Orman siyasetlerine dair açıklanan sayıların gerisinde tabiat yerine ranta dayalı bir idare anlayışının hakim olduğunu lisana getiren Sarıbal, “Cumhurbaşkanı Erdoğan orman varlığının 2002’de 20,8 milyon hektar iken bugün 23,4 milyon hektara çıktığını, 7,5 milyardan fazla fidan diktiklerini söyledi. Lakin gerçekler, açıklanan sayıların arkasında kalan orman siyasetlerinin tabiat ile değil, rantla iç içe geçtiğini açıkça göstermektedir. Kelamı edilen alan artışı unutulan eski alanların tekrar kayda alınmasından, fiilen orman niteliğini yitirmiş lakin hala ‘orman’ kabul edilen alanlardan ve terk edilmiş alanlara hudutlu dikim yapılmasından ibarettir. Gerçekte 23 yıllık iktidar devrinde yapılan ağaçlandırma çalışmaları yılda yalnızca ortalama 35 bin hektarı bulmuştur. Bu da tüm periyotta 805 bin hektardır. Lakin birebir devirde yalnızca 2B uygulamaları ile 650 bin hektar alan orman dışına çıkarılmıştır. Yaklaşık 950 bin hektarlık alanda müsaade ve irtifak hakkı verilmiştir. Bu durumda ormanlık alanda artış değil 795 bin hektarlık kayıp bulunmaktadır. Yani orman olarak görülse de fiilen tahsis edilmiş, yapılaşmaya açılmış alanlardır. Bu tablo bize gösteriyor ki Türkiye ormanlarını kağıt üzerinde büyütüyor, alanda ise içini boşaltıyor. AKP iktidarı ‘rehabilitasyon’ çalışmalarını ağaçlandırma üzere sunarak, kamuoyunu yanıltıyor. Orman içi yollar, açıklıklar ve bozuk orman alanlarına yapılan makyaj çalışmalar, ekolojik paha yaratmıyor” diye konuştu.

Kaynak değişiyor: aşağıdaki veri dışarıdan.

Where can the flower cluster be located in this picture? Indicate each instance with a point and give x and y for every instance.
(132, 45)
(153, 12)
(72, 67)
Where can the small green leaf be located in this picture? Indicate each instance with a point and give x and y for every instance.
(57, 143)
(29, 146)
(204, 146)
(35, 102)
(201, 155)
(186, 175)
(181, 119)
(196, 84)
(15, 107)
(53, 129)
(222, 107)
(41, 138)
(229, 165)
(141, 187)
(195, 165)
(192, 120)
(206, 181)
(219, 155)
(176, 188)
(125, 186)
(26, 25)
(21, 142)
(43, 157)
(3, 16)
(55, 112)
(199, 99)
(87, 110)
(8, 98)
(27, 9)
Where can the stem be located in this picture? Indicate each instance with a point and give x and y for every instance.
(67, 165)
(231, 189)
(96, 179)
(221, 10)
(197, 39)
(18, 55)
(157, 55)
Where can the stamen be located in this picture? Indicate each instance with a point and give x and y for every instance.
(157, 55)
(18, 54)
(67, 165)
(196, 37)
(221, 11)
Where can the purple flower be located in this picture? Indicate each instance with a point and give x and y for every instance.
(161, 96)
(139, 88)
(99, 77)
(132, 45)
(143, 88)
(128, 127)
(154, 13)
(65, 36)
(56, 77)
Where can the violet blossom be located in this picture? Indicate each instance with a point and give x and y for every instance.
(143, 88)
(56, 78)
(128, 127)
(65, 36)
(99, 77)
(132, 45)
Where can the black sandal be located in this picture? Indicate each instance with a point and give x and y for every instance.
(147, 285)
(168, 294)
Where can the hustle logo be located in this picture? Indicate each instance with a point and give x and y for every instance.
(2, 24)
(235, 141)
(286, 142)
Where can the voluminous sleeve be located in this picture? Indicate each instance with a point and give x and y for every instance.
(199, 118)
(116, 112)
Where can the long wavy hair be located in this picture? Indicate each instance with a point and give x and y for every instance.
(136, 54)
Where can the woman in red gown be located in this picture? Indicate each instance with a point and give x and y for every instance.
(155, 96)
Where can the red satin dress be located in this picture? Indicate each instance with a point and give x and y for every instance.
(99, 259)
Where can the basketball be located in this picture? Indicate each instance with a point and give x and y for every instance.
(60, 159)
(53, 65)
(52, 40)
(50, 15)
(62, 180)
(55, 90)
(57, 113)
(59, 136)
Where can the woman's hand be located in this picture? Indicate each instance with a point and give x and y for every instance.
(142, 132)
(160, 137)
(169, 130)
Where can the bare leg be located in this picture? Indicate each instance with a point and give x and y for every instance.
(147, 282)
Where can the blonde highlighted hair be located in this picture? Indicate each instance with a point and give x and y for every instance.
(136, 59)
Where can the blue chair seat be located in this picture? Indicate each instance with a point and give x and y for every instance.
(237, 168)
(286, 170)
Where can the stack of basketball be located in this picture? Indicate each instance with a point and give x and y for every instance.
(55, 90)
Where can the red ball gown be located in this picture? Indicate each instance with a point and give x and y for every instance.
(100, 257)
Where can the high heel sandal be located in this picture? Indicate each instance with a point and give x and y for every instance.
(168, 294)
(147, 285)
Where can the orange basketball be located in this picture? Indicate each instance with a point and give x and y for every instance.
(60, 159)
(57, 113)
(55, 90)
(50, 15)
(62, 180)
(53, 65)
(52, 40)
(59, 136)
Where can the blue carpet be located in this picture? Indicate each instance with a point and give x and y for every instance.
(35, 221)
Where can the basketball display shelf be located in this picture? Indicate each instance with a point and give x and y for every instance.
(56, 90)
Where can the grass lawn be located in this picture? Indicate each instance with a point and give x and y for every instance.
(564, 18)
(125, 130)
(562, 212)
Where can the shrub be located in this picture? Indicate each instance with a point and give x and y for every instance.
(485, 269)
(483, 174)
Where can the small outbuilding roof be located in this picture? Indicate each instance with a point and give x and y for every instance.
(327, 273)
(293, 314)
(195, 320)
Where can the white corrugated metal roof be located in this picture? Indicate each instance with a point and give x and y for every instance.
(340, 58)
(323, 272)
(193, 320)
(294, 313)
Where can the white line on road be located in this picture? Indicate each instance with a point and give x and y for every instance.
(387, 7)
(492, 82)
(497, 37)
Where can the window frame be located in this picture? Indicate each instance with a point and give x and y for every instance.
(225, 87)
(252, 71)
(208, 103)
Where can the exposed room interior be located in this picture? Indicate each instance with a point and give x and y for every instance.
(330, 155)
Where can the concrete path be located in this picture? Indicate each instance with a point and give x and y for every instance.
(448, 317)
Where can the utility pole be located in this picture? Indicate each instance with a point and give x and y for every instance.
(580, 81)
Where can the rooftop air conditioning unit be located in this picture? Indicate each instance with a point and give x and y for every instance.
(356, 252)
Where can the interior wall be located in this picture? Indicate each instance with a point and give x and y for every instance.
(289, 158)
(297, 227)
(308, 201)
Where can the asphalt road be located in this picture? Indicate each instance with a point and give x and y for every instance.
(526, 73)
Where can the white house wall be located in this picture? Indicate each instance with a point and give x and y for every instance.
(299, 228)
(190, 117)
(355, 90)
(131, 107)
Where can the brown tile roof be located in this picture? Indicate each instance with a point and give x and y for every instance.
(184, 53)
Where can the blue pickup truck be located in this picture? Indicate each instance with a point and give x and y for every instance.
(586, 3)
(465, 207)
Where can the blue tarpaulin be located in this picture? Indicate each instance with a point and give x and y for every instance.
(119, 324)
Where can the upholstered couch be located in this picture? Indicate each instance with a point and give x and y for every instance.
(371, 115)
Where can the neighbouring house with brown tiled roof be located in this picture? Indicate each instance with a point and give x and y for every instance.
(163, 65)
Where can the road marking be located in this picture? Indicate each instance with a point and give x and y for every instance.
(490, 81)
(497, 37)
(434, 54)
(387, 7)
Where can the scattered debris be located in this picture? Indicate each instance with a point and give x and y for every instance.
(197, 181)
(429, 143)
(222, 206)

Orman yangınlarıyla ilgili dataları de paylaşan Sarıbal, başkanlık rejiminin başladığı 2018’den itibaren yanan orman alanlarının ortalama 8 bin hektardan 34 bin hektara çıktığını belirterek, “Bu yalnızca bir tabiat olayı değil, makûs yönetilen etraf siyasetlerinin sonucudur”ifadelerini kullandı. 2018’de Orman Kanunu’na eklenen Ek 16. Unsur ile yapılaşma olan orman alanlarının Cumhurbaşkanı kararıyla orman sonu dışına çıkarıldığını hatırlatan Sarıbal, 6 yılda yaklaşık 38 milyon metrekare ormanın bu formda kaybedildiğini vurguladı.
“Çiftçinin maliyetini karşılamayan alım fiyatları güncellemeli”
TMO’nun açıkladığı hububat alım fiyatlarını da eleştiren Sarıbal, “Birkaç hafta evvel açıkladık. Kuru tarım yapılan bölgelerde buğdayın maliyeti 16 lira maliyet artışı var dedik, sulu tarımda da 14,5, 15 liraya yakın maliyet artışı olduğunu söyledik. Geçen yıl primle birlikte 11 lira civarında bir fiyat aldı çiftçi. Bu yıl da bu maliyet artışlarıyla en az 20 lira bir fiyat bekliyordu. TMO fiyatını açıkladı. Ekmeklik buğdaya ve makarnalık buğdaya 13,5 lira verdiğini söyledi. Prim yok, her şey dahil. 2024 yılında fark ödemesi dayanağı ile birlikte hububat alım fiyatları ton başına; makarnalık buğdayda 11 bin 750 lira, ekmeklik buğdayda 11 bin lira, arpada 8 bin lira olarak açıklanmıştı. Bu durumda alım fiyatlarındaki artış oranları makarnalık buğdayda yüzde 14,9; ekmeklik buğdayda yüzde 22,7; arpada ise yüzde 37,5 oldu. Bugün bölgelere nazaran değişmekle bir arada 280 kg ortalama randıman var, ekmeklik buğday için. Makarnalık buğdayda bu, 260 kilogramlara düşüyor. Buna karşılık 2025 yılı Nisan ayı itibariyle 12 aylık ortalamalara nazaran enflasyon yüzde 48,7; ziraî girdi fiyatları ise 37,9 oranında arttı. Yani hububat üreticilerine maliyetin altında, ziyanına satış dayatıldı. TMO alım fiyatı açıklarken üreticinin maliyetlerini, enflasyon ve girdi fiyatlarındaki artışı ve kuraklık ve zirai don nedeniyle üretimdeki düşüşü dikkate almadı. Bu nedenle alım fiyatlarını çiftçilerin ziyan etmemesini ve topraktan kopmamasını sağlayacak formda revize etmeli; bedellerini kısa müddette ödemeli, üreticilerin randevu talepleri bekletmeksizin karşılamalıdır” dedi.